= Chingona Fire =

US Latina feminist poetry collective

Chingona Fire is a Latina feminist poetry collective from Los Angeles, California. It was founded by the poets Angela Aguirre and Yesika Salgado in February 2016. Their goal is to create a safe space and visibility for women of color. They are helping women of color to have locations to perform on stage and to have their voices heard. Each month they host events where people can perform in front of audiences of approximately 80–100 listeners.

"Patriarchy will have you believe that, and internalize that, so we are trying to change that narrative to one that celebrates with other women instead of competes with them," she (Aguirre) said. "We need to stop feeling pain and jealously from someone’s success and instead see it as them breaking a barrier that's helping you get closer and closer to that door."

== Founders ==
Angela Aguirre, 28 and half-Mexicana, has been a poet for seven years. Aguirre has a background in education in rhetoric and social change from The University of California Los Angeles. She has featured as a speaker in large events such as Adelante Mujer Latina Conference and the Women of Racial Justice Breakfast. Aguirre released Confessions of a Firework, a book of her poetry and writing prompts, through World Stage Press in 2016.

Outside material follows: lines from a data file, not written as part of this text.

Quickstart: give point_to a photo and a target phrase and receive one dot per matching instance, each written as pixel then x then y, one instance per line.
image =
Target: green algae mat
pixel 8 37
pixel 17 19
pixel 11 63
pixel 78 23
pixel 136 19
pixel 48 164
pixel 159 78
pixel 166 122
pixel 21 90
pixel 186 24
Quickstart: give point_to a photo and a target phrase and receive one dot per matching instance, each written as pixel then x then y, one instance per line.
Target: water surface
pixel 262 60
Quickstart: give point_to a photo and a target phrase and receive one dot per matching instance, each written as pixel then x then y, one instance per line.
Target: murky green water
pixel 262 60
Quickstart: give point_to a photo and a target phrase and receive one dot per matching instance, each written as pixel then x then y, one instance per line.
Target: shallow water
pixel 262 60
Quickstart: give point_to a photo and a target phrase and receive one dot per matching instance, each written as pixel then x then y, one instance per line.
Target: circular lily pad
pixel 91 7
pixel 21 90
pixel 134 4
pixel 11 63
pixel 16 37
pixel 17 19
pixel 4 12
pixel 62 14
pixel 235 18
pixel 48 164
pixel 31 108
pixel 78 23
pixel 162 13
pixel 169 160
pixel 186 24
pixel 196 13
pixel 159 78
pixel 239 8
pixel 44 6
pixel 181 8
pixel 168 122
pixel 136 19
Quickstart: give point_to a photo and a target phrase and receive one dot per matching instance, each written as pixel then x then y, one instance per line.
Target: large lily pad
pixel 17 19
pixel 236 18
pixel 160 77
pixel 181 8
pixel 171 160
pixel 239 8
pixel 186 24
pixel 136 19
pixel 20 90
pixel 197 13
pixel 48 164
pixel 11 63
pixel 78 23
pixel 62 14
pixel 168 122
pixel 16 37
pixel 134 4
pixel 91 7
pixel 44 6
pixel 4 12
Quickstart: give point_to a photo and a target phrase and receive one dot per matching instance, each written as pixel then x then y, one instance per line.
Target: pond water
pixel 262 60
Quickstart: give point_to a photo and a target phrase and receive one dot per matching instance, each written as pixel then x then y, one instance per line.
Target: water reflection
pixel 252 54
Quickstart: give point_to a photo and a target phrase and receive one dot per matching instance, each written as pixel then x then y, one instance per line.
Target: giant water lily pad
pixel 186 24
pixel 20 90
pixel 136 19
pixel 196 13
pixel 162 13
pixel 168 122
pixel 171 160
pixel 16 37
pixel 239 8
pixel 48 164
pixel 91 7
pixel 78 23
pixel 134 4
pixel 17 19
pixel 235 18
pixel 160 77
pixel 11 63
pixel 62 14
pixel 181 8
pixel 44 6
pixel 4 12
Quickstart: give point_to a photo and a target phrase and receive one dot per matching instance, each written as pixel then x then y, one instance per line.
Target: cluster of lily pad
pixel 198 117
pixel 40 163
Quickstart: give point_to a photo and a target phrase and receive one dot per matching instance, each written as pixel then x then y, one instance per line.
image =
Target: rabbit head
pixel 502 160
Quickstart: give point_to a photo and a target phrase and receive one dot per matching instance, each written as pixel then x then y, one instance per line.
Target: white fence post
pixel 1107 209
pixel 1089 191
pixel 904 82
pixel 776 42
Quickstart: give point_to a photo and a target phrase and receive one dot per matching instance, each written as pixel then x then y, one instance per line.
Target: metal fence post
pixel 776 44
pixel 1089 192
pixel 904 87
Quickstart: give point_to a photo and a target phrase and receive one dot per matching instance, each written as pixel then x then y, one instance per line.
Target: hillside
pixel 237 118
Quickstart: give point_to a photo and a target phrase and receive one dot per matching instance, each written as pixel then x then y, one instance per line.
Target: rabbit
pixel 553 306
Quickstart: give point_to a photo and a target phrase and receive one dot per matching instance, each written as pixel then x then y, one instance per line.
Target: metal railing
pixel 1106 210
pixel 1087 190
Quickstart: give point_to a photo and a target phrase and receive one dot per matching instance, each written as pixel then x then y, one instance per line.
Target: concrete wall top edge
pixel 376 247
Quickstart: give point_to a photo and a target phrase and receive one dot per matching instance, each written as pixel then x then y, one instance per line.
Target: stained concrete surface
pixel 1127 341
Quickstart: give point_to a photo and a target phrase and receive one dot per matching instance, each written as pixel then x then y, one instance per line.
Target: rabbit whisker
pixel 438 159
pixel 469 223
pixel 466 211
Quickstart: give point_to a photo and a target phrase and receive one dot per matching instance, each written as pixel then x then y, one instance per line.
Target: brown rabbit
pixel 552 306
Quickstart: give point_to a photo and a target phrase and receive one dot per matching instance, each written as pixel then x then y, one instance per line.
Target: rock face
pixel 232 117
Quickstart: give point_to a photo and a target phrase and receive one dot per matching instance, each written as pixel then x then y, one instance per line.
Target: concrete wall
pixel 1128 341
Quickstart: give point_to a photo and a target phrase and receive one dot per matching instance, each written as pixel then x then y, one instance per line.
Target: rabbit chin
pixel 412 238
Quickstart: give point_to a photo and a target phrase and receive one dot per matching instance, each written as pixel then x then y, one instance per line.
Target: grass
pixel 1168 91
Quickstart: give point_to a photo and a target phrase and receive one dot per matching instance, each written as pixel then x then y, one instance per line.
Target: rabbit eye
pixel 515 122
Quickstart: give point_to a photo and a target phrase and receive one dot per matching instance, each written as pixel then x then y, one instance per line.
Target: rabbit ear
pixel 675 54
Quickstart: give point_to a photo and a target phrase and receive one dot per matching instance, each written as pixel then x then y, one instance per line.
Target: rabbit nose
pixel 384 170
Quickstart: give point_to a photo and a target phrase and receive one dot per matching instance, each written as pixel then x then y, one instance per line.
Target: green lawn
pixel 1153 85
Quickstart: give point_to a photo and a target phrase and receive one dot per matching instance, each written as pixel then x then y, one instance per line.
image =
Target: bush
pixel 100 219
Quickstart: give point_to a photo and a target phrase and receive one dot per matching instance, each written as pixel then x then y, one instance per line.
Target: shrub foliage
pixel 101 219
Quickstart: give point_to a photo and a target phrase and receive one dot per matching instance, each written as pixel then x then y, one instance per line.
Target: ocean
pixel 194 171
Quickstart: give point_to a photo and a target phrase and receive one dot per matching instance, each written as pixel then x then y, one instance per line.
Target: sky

Yesika Salgado, who describes herself as "Fat, Fly, and Brown," is 32 and Salvadoran. Yesika is an eight-year veteran of Da Poetry Lounge (DPL), the mecca of Los Angeles slam poetry and spoken word and a member of the 2014 and 2016 Da Poetry Lounge Slam Team and placed top 10 in the nation both years. She has also been a Huffington Post contributor. Salgado published her first collection of poems, The Luna Poems in 2013. Her second publication entitled WOES was released in 2016. Her most recent work, Sentimental Boss Bitch saw a limited release of 100 copies in February 2017.